Linear and quadratic programs are solved by the LPSolve and QPSolve commands respectively. The method option is available for continuous linear programs, but neither for quadratic nor integer linear programs.

Continuous programs are solved using one of two methods. The active-set method, featuring a feasibility phase followed by an optimality phase, is available for both linear and quadratic continuous programs.

For linear continuous problems in particular, a sparse interior point method is also available. The method may be specified using either the $\mathrm{method}=\mathrm{activeset}$ or $\mathrm{method}=\mathrm{interiorpoint}$ option. If no method is specified, a heuristic will be used to choose the method. In general, the interior point method will be more efficient for large, sparse problems. If the input is given in Matrix form and the constraint matrices have the storage=sparse option set, the interior point method will be used. Otherwise, the heuristic is based on the number of variables, constraints, and the density of the constraint coefficient matrices.

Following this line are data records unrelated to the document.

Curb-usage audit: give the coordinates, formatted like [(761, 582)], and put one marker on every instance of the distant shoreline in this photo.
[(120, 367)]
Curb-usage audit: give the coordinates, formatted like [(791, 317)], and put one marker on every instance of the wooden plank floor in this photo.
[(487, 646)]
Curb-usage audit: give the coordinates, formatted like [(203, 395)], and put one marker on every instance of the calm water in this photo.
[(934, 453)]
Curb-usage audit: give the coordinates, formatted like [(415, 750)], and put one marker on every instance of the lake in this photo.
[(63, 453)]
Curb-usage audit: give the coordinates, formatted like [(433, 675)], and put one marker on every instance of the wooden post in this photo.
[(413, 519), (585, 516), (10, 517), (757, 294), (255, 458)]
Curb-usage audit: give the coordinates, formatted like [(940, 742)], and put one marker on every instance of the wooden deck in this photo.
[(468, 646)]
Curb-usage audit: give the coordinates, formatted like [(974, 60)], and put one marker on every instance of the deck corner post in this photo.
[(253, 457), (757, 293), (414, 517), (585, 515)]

Integer programs, accepted by the LPSolve command, are solved with a branch-and-bound algorithm.  The continuous subproblems are solved with the active-set method.  Integer programs are specified using the assume, binaryvariables or integervariables option.

Nonlinear programs are solved by the NLPSolve command.  This command accepts the method option.  If the optimization problem does not satisfy the conditions of the requested method, an error is issued.

The methods used by the NLPSolve command are described below.  They are listed in order of increasing generality. The methods listed first apply to the most restricted problem classes.

Quadratic Interpolation -- This method is available for univariate problems with no general constraints but with finite bounds.  To select it, use the method=quadratic option.  The method assumes the objective function has a continuous first derivative but does not require that derivatives be explicitly provided.  Any initial point provided through the initialpoint option is ignored.

Branch-and-Bound (Global Search) -- This method is available for univariate problems with no general constraints but with finite bounds.  To select it, use the $\mathrm{method}=\mathrm{branchandbound}$ option.  This method differs from others in the Optimization package in that a global search is performed.  It initially uses a branch-and-bound algorithm, which assumes Lipschitz continuity. The solution is further refined with a local search.

Modified Newton -- The modified Newton method is available for unconstrained or finitely bounded problems.  To select it, use the $\mathrm{method}=\mathrm{modifiednewton}$ option.  The method uses the gradient of the objective function, which is computed automatically with algebraic or operator forms but must be provided explicitly with Matrix form.

Nonlinear Simplex -- The nonlinear Simplex, or Nelder-Mead, method is available for problems having no bounds or general constraints.  To select it, use the $\mathrm{method}=\mathrm{nonlinearsimplex}$ option.  This method, which does not require derivatives, tends to be slow but robust so it is appropriate for objective functions that are prone to inaccuracies.  For best performance, the optimization problem should be scaled so that the solution values are of order unity.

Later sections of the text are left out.